I filled this form out for the audio/video dropouts, and I did get an email response from a real person that they'd look into it. Not that I expect much to happen... But I at least felt a little bit better about it.


----------



## robert koerner

Call your state's Attorney General office, consumer products. They will send a form to fill out for your complaint.

Be specific about the problem. What has been done to correct the problem. What you want done--to receive a unit that reliably records and plays back.

Unfortunately, there aren’t any Lemon Laws for consumer electronics.

So far, I've dealt with the Tech support everyone gets when you first call, Advanced Technical support, and ERT.

So far, a few people in Advanced and ERT have some basic knowledge about how the sat-PVR system works.
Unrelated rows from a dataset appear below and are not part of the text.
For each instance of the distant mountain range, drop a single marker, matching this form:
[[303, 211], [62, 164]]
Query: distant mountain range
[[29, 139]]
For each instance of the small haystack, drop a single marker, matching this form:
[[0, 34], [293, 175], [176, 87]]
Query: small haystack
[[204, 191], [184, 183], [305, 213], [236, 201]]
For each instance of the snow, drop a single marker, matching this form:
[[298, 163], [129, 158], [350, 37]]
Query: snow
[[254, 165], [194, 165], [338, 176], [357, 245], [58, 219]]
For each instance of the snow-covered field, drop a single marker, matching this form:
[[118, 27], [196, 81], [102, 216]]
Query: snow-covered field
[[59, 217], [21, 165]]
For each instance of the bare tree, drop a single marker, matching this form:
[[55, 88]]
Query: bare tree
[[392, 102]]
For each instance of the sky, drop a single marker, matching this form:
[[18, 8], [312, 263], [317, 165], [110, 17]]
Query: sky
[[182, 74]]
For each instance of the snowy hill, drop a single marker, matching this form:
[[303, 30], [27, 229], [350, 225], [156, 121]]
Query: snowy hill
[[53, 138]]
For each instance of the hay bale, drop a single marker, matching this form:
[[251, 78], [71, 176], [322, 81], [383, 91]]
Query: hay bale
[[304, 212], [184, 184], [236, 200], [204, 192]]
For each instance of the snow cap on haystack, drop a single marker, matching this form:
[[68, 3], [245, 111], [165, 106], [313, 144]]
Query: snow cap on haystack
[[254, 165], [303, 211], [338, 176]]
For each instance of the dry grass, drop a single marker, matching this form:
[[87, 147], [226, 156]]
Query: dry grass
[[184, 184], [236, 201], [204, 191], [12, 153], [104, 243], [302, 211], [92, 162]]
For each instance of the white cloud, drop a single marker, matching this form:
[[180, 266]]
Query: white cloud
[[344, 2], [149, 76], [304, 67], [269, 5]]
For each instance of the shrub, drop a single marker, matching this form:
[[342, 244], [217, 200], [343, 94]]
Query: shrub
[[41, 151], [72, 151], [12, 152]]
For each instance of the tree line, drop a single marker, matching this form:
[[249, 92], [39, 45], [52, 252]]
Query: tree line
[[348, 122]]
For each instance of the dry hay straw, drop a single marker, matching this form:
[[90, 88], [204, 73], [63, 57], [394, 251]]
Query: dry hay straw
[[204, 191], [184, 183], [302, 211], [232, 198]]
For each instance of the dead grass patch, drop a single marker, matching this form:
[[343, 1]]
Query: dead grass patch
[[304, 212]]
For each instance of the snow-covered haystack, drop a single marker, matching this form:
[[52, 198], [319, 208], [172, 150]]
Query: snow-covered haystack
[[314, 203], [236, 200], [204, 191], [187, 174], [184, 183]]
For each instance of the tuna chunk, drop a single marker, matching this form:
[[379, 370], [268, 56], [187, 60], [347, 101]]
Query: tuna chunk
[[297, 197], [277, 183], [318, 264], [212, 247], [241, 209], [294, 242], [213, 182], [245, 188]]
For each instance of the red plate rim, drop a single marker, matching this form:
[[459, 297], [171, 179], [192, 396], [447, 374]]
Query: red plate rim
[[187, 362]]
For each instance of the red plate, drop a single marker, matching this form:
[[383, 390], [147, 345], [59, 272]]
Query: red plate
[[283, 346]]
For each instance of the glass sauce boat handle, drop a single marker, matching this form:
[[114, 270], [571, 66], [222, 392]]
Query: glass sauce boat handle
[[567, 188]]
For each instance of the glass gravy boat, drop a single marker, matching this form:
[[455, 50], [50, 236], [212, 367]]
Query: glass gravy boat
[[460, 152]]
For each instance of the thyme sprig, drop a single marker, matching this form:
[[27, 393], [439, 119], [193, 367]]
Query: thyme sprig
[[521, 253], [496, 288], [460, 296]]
Whenever I've been told someone would gather some information and call me back, they never have. One I got connected to a person's answering machine that asked me to leave name and pone number, they never called back.

Bob


----------



## llunken777

robert koerner said:


> Call your state's Attorney General office, consumer products. They will send a form to fill out for your complaint.
> 
> Be specific about the problem. What has been done to correct the problem. What you want done--to receive a unit that reliably records and plays back.
> 
> Unfortunately, there aren't any Lemon Laws for consumer electronics.
> 
> So far, I've dealt with the Tech support everyone gets when you first call, Advanced Technical support, and ERT.
> 
> So far, a few people in Advanced and ERT have some basic knowledge about how the sat-PVR system works.
> 
> Whenever I've been told someone would gather some information and call me back, they never have. One I got connected to a person's answering machine that asked me to leave name and pone number, they never called back.
> 
> Bob


Thanks for the info Bob. I think everyone who has not recieved satisfaction with their 522 should call their state's attorney generals office for the form.


----------



## Ziuck

I get pixilation about every 5 - 10 seconds and audio drop outs about every 20 - 30 ever since L255. This makes all my recordings unwatchable.

So much for testing before deployment!


----------



## kwajr

or most of you not running windows i think a clear history of buggy sw has been around for years and if you could win a lawsuit someone would have


----------



## Kevin Brown

2.55 isn't such a great version. Audio and video dropouts seem to be worse than with 2.54 at least. Also, one old problem is back. You use the browse function, and then press info, twice since 2.55 has been on my machine, the info is of the previous show on screen and not the selected show.


----------



## mattyro

I just got a 625. Can I expect this kind of misery?? So far I am quite happy with it.


----------



## DJ Lon

Hello everyone. Nice to see a discussion about the 522 here. I have one and am on the L255 software as well. I've found that if I program on Tuner 1 [dual mode] I have less timer conflicts/skips than if I program on Tuner 2. But every once in a while it will skip for no apparent reason. Something new has happened this week--I'll be watching a DVR recording and the picture/audio will freeze for about 4-5 seconds, then it races to catch up to where it should be. Anyone else experiencing this?


----------



## LtMunst

Xandir said:


> Hello everyone. Nice to see a discussion about the 522 here. I have one and am on the L255 software as well. I've found that if I program on Tuner 1 [dual mode] I have less timer conflicts/skips than if I program on Tuner 2. But every once in a while it will skip for no apparent reason. Something new has happened this week--I'll be watching a DVR recording and the picture/audio will freeze for about 4-5 seconds, then it races to catch up to where it should be. Anyone else experiencing this?


Both of these issues are well known. When my picture stutters though, it's usually only about a second or two. I have not seen the extending 4-5 second freezes your experiencing.

Overall, outside of these 2 bugs, the 625 is Very stable.


----------



## DJ Lon

Yes, overall I'm very pleased with the unit. I haven't touched a VCR in almost a year!  I'm guessing a new software update will be coming shortly. Usually my unit updates on the 12th of the month.


----------